SUBJECT :— The Spiritual Sower. “Give ye ear, and hear my voice ; hearken, and hear my speech. Doth the plowman plow all day to sow ? doth he open and break the clods of his ground ?”—Isaiah xviii. 23, 24.
Analysis of Homily the Four Hundred and Twenty-second. A KNOWLEDGE of agriculture is almost essential to the right appreciation of many portions of the Bible. Many of the sacred figures are drawn from imagery, with which the agriculturist is familiar. The prophet Isaiah in describing the various means and modes which God employed for the instruction of his ancient people, in the text, refers to the process of sowing. “Give ye ear,” &c.

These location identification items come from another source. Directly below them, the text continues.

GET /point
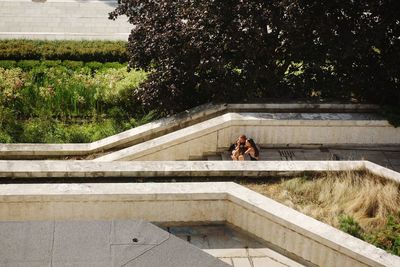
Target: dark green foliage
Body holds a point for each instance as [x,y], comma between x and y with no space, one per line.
[72,65]
[28,64]
[102,51]
[349,225]
[232,50]
[94,65]
[50,103]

The earliest mention we have of this art is in the book of Genesis, chap. xxvi. verse 12, where we are told that Isaac “sowed in that land."
It is certainly a pious cast of mind to make the present world subservient to the future; that which is without an image of what is within ; the visible a figure of the invisible; the operations of men illustrative of the workings of God. It is highly probable that when the prophet gave utterance to the words of the text, the agriculturists of Palestine were busy with such husbandry labors.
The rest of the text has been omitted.